Wie groß muss es erst bei einer derart pompösen Sammlung wie der vorliegenden, schlicht "Blues" betitelten Kiste sein? Wobei der Begriff 'Kiste' durchaus angemessen ist angesichts des äußerst stabilen Pappkartons, in dem die insgesamt 25 CDs geliefert werden. Das muss jeder nach einem Blick auf das Inhaltsverzeichnis bzw. in seine CD-Sammlung sowie auf seinen Musikgeschmack für sich selbst beurteilen. Für mich hat sich die Anschaffung jedenfalls voll und ganz gelohnt. Dass ich - bezogen auf die einzelnen Alben - keine einzige 'Doublette' dabei habe, und dass ich selbst bezüglich der einzelnen, insgesamt 301 (!) Titel (wenn die Angaben im Booklet stimmen und nicht irgendwo ein Hidden Track mit drauf ist - was ich bezweifele) - trotz einiger Blues-Sampler in meinem Archiv - bislang nur Einzelfälle von Dopplungen habe feststellen müssen (aber ich habe mich auch noch nicht vollständig durch das vorliegende Gesamtwerk durchgearbeitet!) wirft natürlich kein gutes Licht auf meine bisherige CD-Sammlung. Aber besser spät als nie! Zu meiner Entschuldigung sei ansonsten darauf hingewiesen, dass ich mich bislang mehr der zeitgenössischen Blues-/Bluesrock-Musik gewidmet habe. Doch mit zunehmendem Alter geht man halt auch musikalisch vermehrt 'back to the roots'.

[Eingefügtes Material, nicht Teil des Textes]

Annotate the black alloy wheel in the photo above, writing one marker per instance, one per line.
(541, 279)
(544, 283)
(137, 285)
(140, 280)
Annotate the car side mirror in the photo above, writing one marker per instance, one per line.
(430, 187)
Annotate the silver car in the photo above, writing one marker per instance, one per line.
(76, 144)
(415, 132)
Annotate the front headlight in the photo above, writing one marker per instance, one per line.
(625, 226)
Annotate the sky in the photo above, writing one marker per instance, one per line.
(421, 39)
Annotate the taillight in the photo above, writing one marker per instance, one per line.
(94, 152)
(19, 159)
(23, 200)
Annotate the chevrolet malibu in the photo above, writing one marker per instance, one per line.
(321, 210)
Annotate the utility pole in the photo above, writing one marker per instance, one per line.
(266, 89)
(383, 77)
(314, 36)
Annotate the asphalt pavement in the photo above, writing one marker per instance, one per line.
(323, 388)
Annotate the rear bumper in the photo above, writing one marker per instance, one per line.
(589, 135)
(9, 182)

Und das kann man mit dieser 'Schatzkiste' auf wirklich umfängliche Art und Weise. Aber keine Angst: Für ihre Unterbringung braucht man keinen Regalmeter. Denn sie enthält lediglich 25 schmale Pappschuber, die der Original-LP-Hülle entsprechen. Dies erfreut des Sammlers Herz, bedingt aber eine entsprechende Verkleinerung des Originals und führt bspw. bei der Bessie Smith-Scheibe selbst beim Gleitsicht-bebrillten Betrachter praktisch zur Unlesbarkeit des umfangreichen Textes auf der Rückseite. Entschädigt hierfür wird man allerdings durch das dicke Booklet, in dem in einer Einführung (auf Englisch und Französisch) die vorliegenden Scheiben allgemein vorgestellt werden. Zudem enthält es jeweils eine Seite mit Abdruck des Covers, der vollständigen Track-List sowie bspw. Aufnahme- und Veröffentlichungsdaten.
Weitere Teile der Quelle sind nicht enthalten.